What is the correct compiler response to the code below? Mine compiles this
happily and silently (with the #if evaluating to true, naturally). An error
would be helpful.
// MONITOR_CORE.CPP
// oops, forgot to #include header that #defines
// constants REACTOR_TYPE & REACTOR_OLD_MODEL
void MonitorReactorCore()
{
#if REACTOR_TYPE == REACTOR_NEW_MODEL
// nothing to do
// monitored by hardware, with auto-shutdown
#else // REACTOR_OLD_MODEL
if(CoreOverTemperature())
ShutDownReactor();
#endif
// more monitoring code
}
David
P.S. I could not locate the answer in "The C++ Programming Language" (3rd
ed.) 18 5660
"David White" <no.email@provided> wrote in message
news:Io******************@nasal.pacific.net.au... // constants REACTOR_TYPE & REACTOR_OLD_MODEL
REACTOR_NEW_MODEL that should be
David
On Thu, 03 Jul 2003 20:18:44 +1000, David White wrote: What is the correct compiler response to the code below? Mine compiles this happily and silently (with the #if evaluating to true, naturally).
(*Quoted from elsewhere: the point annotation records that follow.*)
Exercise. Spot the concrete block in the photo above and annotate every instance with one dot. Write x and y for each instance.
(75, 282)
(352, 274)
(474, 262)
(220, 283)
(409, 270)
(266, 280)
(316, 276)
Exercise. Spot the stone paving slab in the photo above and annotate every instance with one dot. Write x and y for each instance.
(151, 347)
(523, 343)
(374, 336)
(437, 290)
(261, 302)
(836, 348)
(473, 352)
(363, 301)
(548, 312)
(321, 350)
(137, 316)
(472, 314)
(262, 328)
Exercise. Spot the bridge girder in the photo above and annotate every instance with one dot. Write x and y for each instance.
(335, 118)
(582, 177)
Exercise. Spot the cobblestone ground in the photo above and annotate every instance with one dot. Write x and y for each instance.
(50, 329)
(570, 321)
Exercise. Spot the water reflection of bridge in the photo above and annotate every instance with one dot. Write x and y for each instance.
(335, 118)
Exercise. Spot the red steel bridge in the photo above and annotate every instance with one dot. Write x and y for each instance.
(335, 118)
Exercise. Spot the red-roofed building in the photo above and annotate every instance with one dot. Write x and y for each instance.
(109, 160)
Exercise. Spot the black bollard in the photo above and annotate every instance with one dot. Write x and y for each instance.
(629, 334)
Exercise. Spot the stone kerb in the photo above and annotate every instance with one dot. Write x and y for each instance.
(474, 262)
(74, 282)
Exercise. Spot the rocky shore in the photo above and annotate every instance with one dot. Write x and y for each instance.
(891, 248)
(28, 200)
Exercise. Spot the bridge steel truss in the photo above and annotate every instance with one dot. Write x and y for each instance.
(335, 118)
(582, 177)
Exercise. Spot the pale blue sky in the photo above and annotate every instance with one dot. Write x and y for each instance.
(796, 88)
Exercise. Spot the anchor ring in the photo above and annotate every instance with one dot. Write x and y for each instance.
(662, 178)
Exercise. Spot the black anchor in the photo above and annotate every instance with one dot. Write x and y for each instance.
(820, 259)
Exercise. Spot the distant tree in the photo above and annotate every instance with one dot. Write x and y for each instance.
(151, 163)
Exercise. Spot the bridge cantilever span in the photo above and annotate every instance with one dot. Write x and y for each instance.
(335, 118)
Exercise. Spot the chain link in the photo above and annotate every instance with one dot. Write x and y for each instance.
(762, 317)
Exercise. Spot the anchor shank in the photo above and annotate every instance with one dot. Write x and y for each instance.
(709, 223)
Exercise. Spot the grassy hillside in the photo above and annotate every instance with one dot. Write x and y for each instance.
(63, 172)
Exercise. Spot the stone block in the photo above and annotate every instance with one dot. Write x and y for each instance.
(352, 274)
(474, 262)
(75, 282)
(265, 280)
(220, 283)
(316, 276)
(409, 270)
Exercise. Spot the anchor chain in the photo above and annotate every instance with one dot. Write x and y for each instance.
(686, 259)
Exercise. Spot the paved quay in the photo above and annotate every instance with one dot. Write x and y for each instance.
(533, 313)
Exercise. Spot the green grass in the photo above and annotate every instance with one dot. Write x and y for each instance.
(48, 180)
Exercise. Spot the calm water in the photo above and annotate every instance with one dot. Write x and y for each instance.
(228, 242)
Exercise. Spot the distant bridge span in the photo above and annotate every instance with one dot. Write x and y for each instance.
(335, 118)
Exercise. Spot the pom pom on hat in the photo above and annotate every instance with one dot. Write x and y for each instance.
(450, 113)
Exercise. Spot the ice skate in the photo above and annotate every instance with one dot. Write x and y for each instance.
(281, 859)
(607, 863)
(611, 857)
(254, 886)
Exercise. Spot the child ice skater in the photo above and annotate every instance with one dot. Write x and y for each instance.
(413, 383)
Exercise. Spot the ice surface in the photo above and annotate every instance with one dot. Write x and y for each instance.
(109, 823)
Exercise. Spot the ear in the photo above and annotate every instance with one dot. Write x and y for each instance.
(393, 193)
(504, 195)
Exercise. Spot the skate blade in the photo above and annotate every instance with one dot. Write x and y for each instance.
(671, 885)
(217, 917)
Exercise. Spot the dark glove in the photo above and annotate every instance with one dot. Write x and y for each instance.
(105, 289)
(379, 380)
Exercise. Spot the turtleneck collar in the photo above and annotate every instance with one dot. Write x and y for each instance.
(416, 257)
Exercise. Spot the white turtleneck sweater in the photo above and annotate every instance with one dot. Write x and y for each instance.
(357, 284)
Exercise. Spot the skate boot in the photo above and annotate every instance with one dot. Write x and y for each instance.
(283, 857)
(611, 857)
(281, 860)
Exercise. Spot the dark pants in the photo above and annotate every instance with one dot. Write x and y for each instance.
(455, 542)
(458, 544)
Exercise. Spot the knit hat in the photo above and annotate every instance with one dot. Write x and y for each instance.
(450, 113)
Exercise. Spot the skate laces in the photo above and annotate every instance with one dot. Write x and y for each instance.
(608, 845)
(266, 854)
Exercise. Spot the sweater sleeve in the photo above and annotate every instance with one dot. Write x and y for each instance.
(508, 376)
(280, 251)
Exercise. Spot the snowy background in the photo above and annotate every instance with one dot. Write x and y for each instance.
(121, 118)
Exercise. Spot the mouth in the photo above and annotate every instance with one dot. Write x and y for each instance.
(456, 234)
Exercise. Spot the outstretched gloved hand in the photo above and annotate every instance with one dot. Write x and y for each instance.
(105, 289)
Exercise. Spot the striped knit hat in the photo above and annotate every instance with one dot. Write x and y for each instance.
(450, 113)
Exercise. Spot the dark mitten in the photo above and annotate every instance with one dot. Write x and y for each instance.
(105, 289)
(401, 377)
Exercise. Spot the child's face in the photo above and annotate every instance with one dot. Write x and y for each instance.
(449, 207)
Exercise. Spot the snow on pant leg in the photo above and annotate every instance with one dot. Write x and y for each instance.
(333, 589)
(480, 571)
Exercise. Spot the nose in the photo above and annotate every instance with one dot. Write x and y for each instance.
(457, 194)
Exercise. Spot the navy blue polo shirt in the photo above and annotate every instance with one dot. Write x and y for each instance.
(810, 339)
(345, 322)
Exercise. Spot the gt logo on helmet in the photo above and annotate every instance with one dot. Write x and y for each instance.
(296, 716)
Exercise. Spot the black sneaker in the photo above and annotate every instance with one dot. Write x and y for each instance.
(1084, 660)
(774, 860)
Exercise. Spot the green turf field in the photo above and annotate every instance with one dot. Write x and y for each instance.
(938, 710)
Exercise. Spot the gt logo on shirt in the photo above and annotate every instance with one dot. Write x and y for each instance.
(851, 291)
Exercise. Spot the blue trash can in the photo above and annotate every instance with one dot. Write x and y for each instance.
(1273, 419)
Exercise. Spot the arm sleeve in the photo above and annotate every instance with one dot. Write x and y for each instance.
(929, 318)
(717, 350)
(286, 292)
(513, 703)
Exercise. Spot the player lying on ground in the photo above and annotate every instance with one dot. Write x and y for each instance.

An error would be helpful.
// MONITOR_CORE.CPP // oops, forgot to #include header that #defines // constants REACTOR_TYPE & REACTOR_OLD_MODEL
#ifndef REACTOR_TYPE
#error REACTOR_TYPE not defined
#endif
void MonitorReactorCore()
[snip]
P.S. I could not locate the answer in "The C++ Programming Language" (3rd ed.)
page 813
hth
NPV
David White wrote: What is the correct compiler response to the code below? Mine compiles this happily and silently (with the #if evaluating to true, naturally). An error would be helpful.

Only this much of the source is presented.